The 9th Circuit might have stopped there, but it did not  The Court of Appeals further supported its decision by (1) recognizing that the term "emitting" was used elsewhere in the statute and, therefore, was intentionally excluded from the definition of "disposal," and (2) reviewing the legislative history and determining that Congress had opted not to address diesel emissions from locomotives, heavy-duty trucks, and buses at various points in the history of the Clean Air Act amendments adopted in 1970. It also noted that a railroad emissions study required during the planning of a 1977 Clean Air Act overhaul (only one year after enactment of RCRA) omitted rail yards and mobile sources and resulted in a prohibition of federal regulation of "indirect sources" that included corridors attracting mobile sources, like roads or highways, leaving regulation of those sources entirely to the states.
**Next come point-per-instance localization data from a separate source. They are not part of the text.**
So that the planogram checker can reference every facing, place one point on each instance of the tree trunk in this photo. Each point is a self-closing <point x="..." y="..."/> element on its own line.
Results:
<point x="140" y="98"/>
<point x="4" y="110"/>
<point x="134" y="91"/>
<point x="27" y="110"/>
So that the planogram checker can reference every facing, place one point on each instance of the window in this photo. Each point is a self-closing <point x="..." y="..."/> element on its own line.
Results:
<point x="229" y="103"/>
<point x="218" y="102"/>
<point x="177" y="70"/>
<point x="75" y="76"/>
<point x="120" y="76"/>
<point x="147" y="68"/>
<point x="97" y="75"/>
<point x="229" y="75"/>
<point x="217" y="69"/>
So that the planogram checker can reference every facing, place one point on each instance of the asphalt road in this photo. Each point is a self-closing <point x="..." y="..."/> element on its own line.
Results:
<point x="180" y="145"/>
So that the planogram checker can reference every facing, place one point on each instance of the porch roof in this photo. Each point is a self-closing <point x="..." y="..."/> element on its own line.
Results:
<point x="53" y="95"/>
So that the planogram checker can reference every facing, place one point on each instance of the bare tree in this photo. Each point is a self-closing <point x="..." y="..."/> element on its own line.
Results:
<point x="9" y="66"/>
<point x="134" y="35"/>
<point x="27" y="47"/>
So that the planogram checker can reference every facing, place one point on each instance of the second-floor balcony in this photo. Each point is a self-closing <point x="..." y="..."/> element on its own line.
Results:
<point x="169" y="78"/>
The opinion also discussed later amendments to the Clean Air Act, finding that in the 1990 Amendments to the Clean Air Act, Congress finally required EPA to promulgate regulations setting forth standards applicable to emissions from new locomotives and new engines used in locomotives and prohibited states from doing the same, but left the regulation of indirect sources including rail yards, exclusively to the states, noting that, once again, in 1990, RCRA applied to neither. 

The court  of appeals was not persuaded by plaintiffs' argument that the two statutes should be "harmonized" to fill any gaps, or that there was irreconcilable conflict between the two statutes, observing that in actuality no conflict existed because neither statute applied to rail yards' diesel exhausts.  But to put an exclamation point on its holding, the 9th Circuit added: “[H]owever, to the extent that its text is ambiguous, RCRA's statutory and legislative histories resolve that ambiguity.”

The 9th Circuit's straightforward analysis of the plain language of the statutes and the  statutory history of Congressional action in this opinion is a refreshing contrast to recent opinions in which courts have struggled to find justification for EPA's attempts to regulate in areas where Congress has clearly failed to take action.